Setting her work next to the films of her grandfather illuminates a telling difference in point of view. Jacques showed us a vast, often trackless natural world of ceaseless wonder and possibility. Céline shows us something else — an increasingly finite natural world that is each day more diminished, scarce, fragile.

“I think where we have things in common is that the films are inspirational, in their own way. I think this film is tough, but it is not hopeless. We can choose do something,” she said.

Céline Cousteau also has a third-generation documentarian’s sophisticated and, to some degree, cautious view of what it means to present a view of a people like the Javari. When she was in the Peruvian Amazon helping her father for Amazon Promise, she remembers vividly an exchange with a tribal elder, a man candidly jaded about the parade of earnest, well-meaning filmmakers who’d been in and out of his village.

“He looks at me and says, ‘So you come into my village and take our stories, you leave with our images, you talk to our shamans, and take our knowledge and make your little pills. But for us, things do not change,’ ” she recalls

“And I said, ‘Hopefully people will see this film and see what happened with Indigenous people.’ "

"And he looks at me and says, ‘That’s nice, but in the end, we see nothing.’ ”

This prompted a sea change (pardon the pun) in the way Cousteau looked at her work. So much so that she was reluctant to take up an invitation 10 years ago by a Javari representative to tell their story. She agreed only after Beto Marubo, a Javari elder and organizer for the Union of Indigenous Peoples of the Javari Valley (affiliated tribes representing 7,000 people), made repeated attempts to recruit her.

From the time she took the job, she did so with the idea that she’d create more than a film. In tandem, there would be a funding stream to help the Javari people as they wish to be helped. (The film’s website, tribesontheedge.com, has a donations portal, which right now is providing drones to monitor and record incursions into Javari land, as well as education/activist programs.)
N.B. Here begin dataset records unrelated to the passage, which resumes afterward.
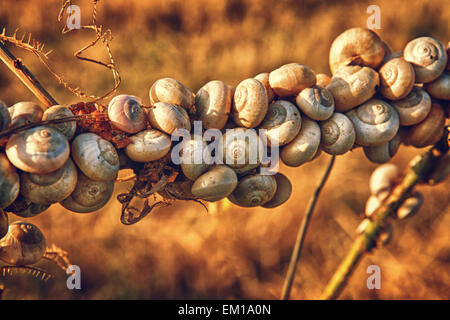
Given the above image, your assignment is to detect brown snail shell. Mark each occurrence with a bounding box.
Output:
[71,132,120,181]
[228,174,277,207]
[269,63,316,97]
[378,58,416,100]
[403,37,447,83]
[108,94,147,133]
[391,87,431,126]
[191,165,238,202]
[233,78,269,128]
[149,78,195,110]
[259,100,302,146]
[329,28,386,75]
[0,221,46,266]
[195,80,233,130]
[327,66,380,112]
[125,129,172,162]
[6,126,69,174]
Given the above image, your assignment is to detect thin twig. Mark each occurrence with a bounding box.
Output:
[320,128,450,300]
[281,155,336,300]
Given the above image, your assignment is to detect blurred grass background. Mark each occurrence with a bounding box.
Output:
[0,0,450,299]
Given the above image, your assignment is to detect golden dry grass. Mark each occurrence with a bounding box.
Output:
[0,0,450,299]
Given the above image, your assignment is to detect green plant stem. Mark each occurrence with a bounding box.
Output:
[281,155,336,300]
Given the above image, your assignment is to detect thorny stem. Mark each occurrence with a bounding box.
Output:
[281,155,336,300]
[320,127,450,300]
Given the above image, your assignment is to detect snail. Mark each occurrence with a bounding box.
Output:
[329,28,386,75]
[405,102,445,148]
[262,173,292,209]
[327,66,380,112]
[8,101,44,128]
[346,99,400,147]
[147,102,191,134]
[269,63,316,97]
[425,71,450,101]
[6,126,70,174]
[149,78,195,110]
[253,72,275,103]
[320,112,356,155]
[108,94,147,133]
[295,86,334,120]
[191,165,238,202]
[259,100,302,146]
[232,78,269,128]
[60,171,114,213]
[195,80,233,130]
[391,87,431,126]
[20,158,77,205]
[363,133,402,164]
[0,221,46,266]
[125,129,172,162]
[71,132,120,181]
[42,105,77,140]
[228,174,277,207]
[378,58,416,100]
[0,153,20,209]
[280,117,321,167]
[403,37,447,83]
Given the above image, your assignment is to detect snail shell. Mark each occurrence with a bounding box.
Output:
[280,117,321,167]
[0,153,20,209]
[8,101,44,128]
[6,126,69,174]
[391,87,431,126]
[71,133,120,181]
[61,171,114,213]
[254,72,275,103]
[378,58,416,100]
[403,37,447,83]
[329,28,386,74]
[295,86,334,120]
[191,165,238,202]
[259,100,302,146]
[262,173,292,209]
[149,78,195,110]
[125,129,172,162]
[320,112,356,155]
[269,63,316,97]
[327,66,380,112]
[20,159,77,205]
[346,99,400,147]
[233,78,269,128]
[42,105,77,140]
[108,94,147,133]
[0,221,46,266]
[195,80,233,130]
[406,102,445,148]
[147,102,191,134]
[425,71,450,100]
[228,174,277,207]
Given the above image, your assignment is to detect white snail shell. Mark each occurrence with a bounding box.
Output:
[295,86,334,120]
[233,78,269,128]
[71,133,120,181]
[346,99,400,147]
[259,100,302,146]
[280,117,321,167]
[125,129,172,162]
[6,126,69,173]
[195,80,233,130]
[320,112,356,155]
[0,222,46,266]
[403,37,447,83]
[228,174,277,207]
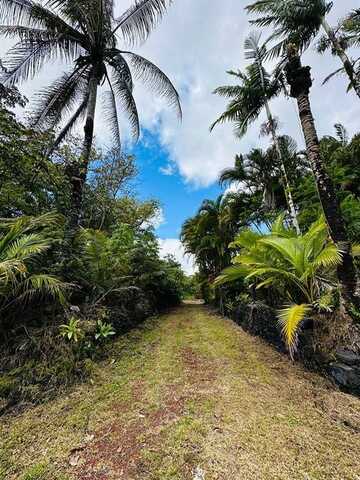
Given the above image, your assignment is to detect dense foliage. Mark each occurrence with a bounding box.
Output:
[182,5,360,360]
[0,0,189,411]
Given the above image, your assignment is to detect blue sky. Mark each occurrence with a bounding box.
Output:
[130,131,221,239]
[0,0,360,273]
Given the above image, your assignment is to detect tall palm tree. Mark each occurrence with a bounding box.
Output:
[247,7,358,305]
[220,148,279,209]
[246,0,360,98]
[286,44,357,304]
[211,32,300,233]
[0,0,181,231]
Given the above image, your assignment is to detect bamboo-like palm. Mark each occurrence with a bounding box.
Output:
[246,0,360,98]
[0,0,181,231]
[211,32,300,233]
[181,195,236,278]
[215,217,341,354]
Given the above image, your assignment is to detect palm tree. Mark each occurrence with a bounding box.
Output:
[0,213,67,309]
[215,217,342,354]
[181,195,237,279]
[243,4,357,305]
[211,32,300,233]
[285,44,357,303]
[246,0,360,98]
[0,0,181,231]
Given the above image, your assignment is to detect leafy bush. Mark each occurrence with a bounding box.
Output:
[0,213,68,320]
[216,217,341,353]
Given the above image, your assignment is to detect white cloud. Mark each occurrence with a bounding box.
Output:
[0,0,360,187]
[159,238,196,275]
[159,163,176,177]
[117,0,360,187]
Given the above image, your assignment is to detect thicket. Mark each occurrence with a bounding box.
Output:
[182,0,360,368]
[0,86,188,410]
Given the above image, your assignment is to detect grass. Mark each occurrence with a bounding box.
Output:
[0,305,360,480]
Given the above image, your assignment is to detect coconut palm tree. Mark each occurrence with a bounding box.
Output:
[215,217,342,354]
[211,32,300,233]
[285,43,357,304]
[0,0,181,231]
[246,0,360,98]
[243,4,358,305]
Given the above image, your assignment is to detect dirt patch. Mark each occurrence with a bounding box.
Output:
[73,389,186,480]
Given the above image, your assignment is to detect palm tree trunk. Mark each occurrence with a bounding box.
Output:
[69,71,98,235]
[321,17,360,98]
[286,46,357,305]
[265,101,301,235]
[256,47,301,235]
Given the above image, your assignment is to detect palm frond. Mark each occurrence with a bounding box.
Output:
[14,274,71,305]
[278,304,311,356]
[111,63,140,141]
[103,79,121,152]
[113,0,172,45]
[31,67,88,128]
[49,94,89,154]
[121,52,182,118]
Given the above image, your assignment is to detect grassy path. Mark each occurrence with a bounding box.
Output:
[0,305,360,480]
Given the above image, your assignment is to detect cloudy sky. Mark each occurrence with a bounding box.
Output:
[2,0,360,271]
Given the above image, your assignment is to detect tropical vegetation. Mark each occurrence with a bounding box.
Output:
[182,0,360,356]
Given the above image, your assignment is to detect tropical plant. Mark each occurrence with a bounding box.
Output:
[211,32,300,233]
[246,0,360,97]
[95,320,116,341]
[181,195,236,278]
[242,0,358,306]
[60,317,84,343]
[216,217,341,354]
[0,213,69,309]
[0,0,181,231]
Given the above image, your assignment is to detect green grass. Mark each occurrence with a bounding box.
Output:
[0,306,360,480]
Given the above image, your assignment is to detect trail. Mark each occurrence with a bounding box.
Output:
[0,305,360,480]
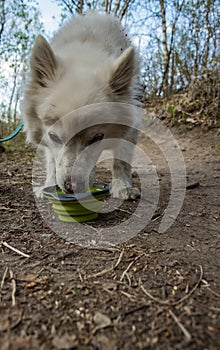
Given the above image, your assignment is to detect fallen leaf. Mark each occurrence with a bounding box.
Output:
[93,311,111,328]
[52,333,77,350]
[0,306,23,331]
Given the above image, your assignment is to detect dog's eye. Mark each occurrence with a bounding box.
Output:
[89,133,104,145]
[48,132,63,145]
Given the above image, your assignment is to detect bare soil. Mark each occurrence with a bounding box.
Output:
[0,128,220,350]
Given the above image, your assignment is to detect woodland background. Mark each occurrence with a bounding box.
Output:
[0,0,220,136]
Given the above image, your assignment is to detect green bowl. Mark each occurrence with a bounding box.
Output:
[43,183,109,222]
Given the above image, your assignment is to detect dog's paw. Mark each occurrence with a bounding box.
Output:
[33,187,44,199]
[119,187,141,200]
[111,180,141,200]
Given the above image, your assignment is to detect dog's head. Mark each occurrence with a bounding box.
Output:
[23,36,139,191]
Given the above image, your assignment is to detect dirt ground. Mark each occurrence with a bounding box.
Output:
[0,128,220,350]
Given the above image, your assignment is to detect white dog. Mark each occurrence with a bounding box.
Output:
[23,12,140,199]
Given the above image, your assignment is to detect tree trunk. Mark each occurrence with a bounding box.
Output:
[160,0,169,95]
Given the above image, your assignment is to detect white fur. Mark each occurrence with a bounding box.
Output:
[23,12,139,199]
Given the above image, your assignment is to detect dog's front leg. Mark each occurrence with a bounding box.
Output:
[45,148,56,187]
[34,148,56,198]
[111,159,140,200]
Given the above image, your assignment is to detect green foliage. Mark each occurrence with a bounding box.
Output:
[0,0,42,128]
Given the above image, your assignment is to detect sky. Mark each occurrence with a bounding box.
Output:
[38,0,61,34]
“In some ways, I think this film chose me," she said. “And believe me, I’d rather have been making a movie about dolphins in the Bahamas.”
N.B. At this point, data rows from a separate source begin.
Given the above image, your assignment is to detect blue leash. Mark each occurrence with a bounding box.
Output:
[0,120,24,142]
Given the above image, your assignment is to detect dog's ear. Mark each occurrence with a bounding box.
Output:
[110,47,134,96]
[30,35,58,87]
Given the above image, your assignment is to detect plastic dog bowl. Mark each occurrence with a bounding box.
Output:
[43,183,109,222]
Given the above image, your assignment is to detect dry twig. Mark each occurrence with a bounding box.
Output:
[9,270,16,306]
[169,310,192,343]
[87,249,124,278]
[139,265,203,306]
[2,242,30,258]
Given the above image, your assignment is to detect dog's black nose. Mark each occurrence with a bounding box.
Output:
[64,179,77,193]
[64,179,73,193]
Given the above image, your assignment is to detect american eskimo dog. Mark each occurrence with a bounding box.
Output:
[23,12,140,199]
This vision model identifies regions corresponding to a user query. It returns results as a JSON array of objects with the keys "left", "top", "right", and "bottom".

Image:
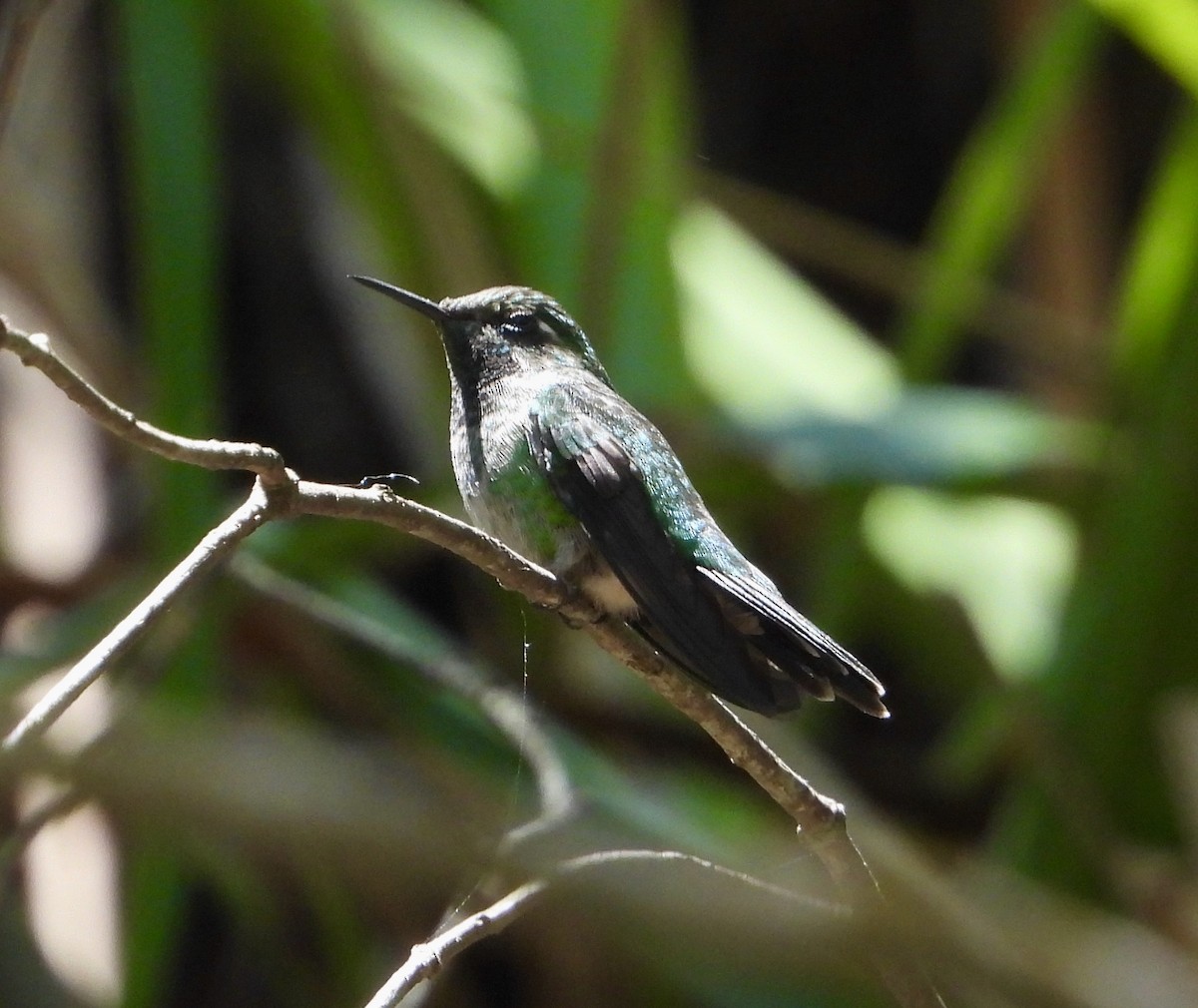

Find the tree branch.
[
  {"left": 0, "top": 317, "right": 941, "bottom": 1008},
  {"left": 366, "top": 850, "right": 838, "bottom": 1008}
]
“But the time is right for this, I feel,” Cousteau said. "The pandemic has made us realize how connected we all are to each other, all over the world, how what we do affects other people. So in a strange way I think the movie came together at exactly the right time.”

Philadelphia Environmental Film Festival

Online Sept. 23-27 at philaenvirofilmfest.org.
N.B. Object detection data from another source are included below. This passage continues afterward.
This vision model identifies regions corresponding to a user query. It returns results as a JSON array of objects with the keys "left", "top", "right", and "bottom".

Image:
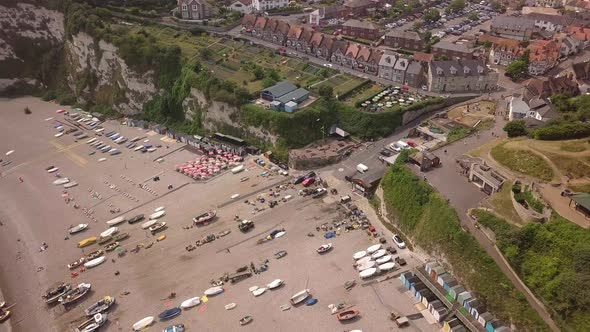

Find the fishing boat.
[
  {"left": 240, "top": 316, "right": 254, "bottom": 326},
  {"left": 141, "top": 219, "right": 158, "bottom": 229},
  {"left": 84, "top": 296, "right": 115, "bottom": 316},
  {"left": 180, "top": 297, "right": 201, "bottom": 309},
  {"left": 106, "top": 216, "right": 126, "bottom": 226},
  {"left": 158, "top": 307, "right": 182, "bottom": 320},
  {"left": 205, "top": 286, "right": 223, "bottom": 296},
  {"left": 68, "top": 224, "right": 88, "bottom": 234},
  {"left": 104, "top": 242, "right": 119, "bottom": 252},
  {"left": 193, "top": 210, "right": 217, "bottom": 225},
  {"left": 133, "top": 316, "right": 154, "bottom": 331},
  {"left": 64, "top": 182, "right": 78, "bottom": 189},
  {"left": 127, "top": 214, "right": 144, "bottom": 224},
  {"left": 149, "top": 210, "right": 166, "bottom": 219},
  {"left": 291, "top": 289, "right": 311, "bottom": 305},
  {"left": 53, "top": 178, "right": 70, "bottom": 186},
  {"left": 43, "top": 282, "right": 72, "bottom": 304},
  {"left": 149, "top": 221, "right": 166, "bottom": 235},
  {"left": 68, "top": 257, "right": 86, "bottom": 270},
  {"left": 59, "top": 283, "right": 91, "bottom": 306},
  {"left": 76, "top": 313, "right": 108, "bottom": 332},
  {"left": 78, "top": 236, "right": 98, "bottom": 248},
  {"left": 316, "top": 243, "right": 332, "bottom": 254},
  {"left": 266, "top": 279, "right": 283, "bottom": 289},
  {"left": 359, "top": 267, "right": 377, "bottom": 279},
  {"left": 336, "top": 308, "right": 361, "bottom": 321}
]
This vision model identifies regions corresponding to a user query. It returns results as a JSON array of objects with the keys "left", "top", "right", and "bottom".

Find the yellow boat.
[{"left": 78, "top": 236, "right": 97, "bottom": 248}]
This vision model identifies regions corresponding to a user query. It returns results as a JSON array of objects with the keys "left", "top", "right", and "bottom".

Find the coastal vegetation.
[
  {"left": 474, "top": 210, "right": 590, "bottom": 331},
  {"left": 381, "top": 152, "right": 547, "bottom": 331}
]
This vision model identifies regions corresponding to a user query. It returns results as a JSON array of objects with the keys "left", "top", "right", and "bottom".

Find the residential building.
[
  {"left": 383, "top": 30, "right": 424, "bottom": 51},
  {"left": 490, "top": 38, "right": 524, "bottom": 66},
  {"left": 428, "top": 60, "right": 498, "bottom": 92},
  {"left": 177, "top": 0, "right": 215, "bottom": 20},
  {"left": 379, "top": 51, "right": 397, "bottom": 80},
  {"left": 342, "top": 19, "right": 382, "bottom": 40},
  {"left": 491, "top": 15, "right": 535, "bottom": 40},
  {"left": 225, "top": 0, "right": 252, "bottom": 14},
  {"left": 252, "top": 0, "right": 289, "bottom": 12},
  {"left": 527, "top": 40, "right": 559, "bottom": 75},
  {"left": 432, "top": 41, "right": 473, "bottom": 60},
  {"left": 344, "top": 0, "right": 376, "bottom": 17}
]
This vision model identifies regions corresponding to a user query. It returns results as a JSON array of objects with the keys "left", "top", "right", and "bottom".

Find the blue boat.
[{"left": 158, "top": 307, "right": 182, "bottom": 320}]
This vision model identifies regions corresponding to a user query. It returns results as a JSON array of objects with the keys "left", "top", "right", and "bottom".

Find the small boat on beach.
[
  {"left": 336, "top": 308, "right": 361, "bottom": 321},
  {"left": 104, "top": 242, "right": 119, "bottom": 252},
  {"left": 133, "top": 316, "right": 154, "bottom": 331},
  {"left": 316, "top": 243, "right": 332, "bottom": 254},
  {"left": 180, "top": 297, "right": 201, "bottom": 309},
  {"left": 59, "top": 283, "right": 92, "bottom": 306},
  {"left": 240, "top": 316, "right": 254, "bottom": 326},
  {"left": 106, "top": 216, "right": 126, "bottom": 226},
  {"left": 76, "top": 313, "right": 108, "bottom": 332},
  {"left": 84, "top": 296, "right": 115, "bottom": 316},
  {"left": 141, "top": 219, "right": 158, "bottom": 229},
  {"left": 43, "top": 282, "right": 72, "bottom": 304},
  {"left": 158, "top": 307, "right": 182, "bottom": 320},
  {"left": 204, "top": 286, "right": 223, "bottom": 296},
  {"left": 193, "top": 210, "right": 217, "bottom": 225},
  {"left": 149, "top": 221, "right": 166, "bottom": 235},
  {"left": 291, "top": 289, "right": 311, "bottom": 305},
  {"left": 100, "top": 226, "right": 119, "bottom": 238},
  {"left": 149, "top": 210, "right": 166, "bottom": 219},
  {"left": 53, "top": 178, "right": 70, "bottom": 186},
  {"left": 68, "top": 224, "right": 88, "bottom": 234},
  {"left": 84, "top": 256, "right": 107, "bottom": 268},
  {"left": 68, "top": 257, "right": 86, "bottom": 270}
]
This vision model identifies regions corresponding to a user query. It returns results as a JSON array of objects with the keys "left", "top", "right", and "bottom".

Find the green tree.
[
  {"left": 422, "top": 9, "right": 440, "bottom": 23},
  {"left": 504, "top": 120, "right": 527, "bottom": 137}
]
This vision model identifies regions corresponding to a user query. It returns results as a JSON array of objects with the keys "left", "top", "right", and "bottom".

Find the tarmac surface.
[{"left": 0, "top": 97, "right": 441, "bottom": 331}]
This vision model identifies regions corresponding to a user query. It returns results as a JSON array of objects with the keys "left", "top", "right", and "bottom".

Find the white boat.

Individual program tickets, $12. (A program is typically a feature or features paired with a bundle of short films.) Unlimited pass for 13 programs, $30.

Tribes on the Edge is part of the Indigenous Perspectives program available starting Sept. 23. Another highlight, the Oscar-nominated Honeyland, about a Macedonian beekeeper, is available starting Sept. 25 and is winner of the festival’s 2020 Best Feature Award.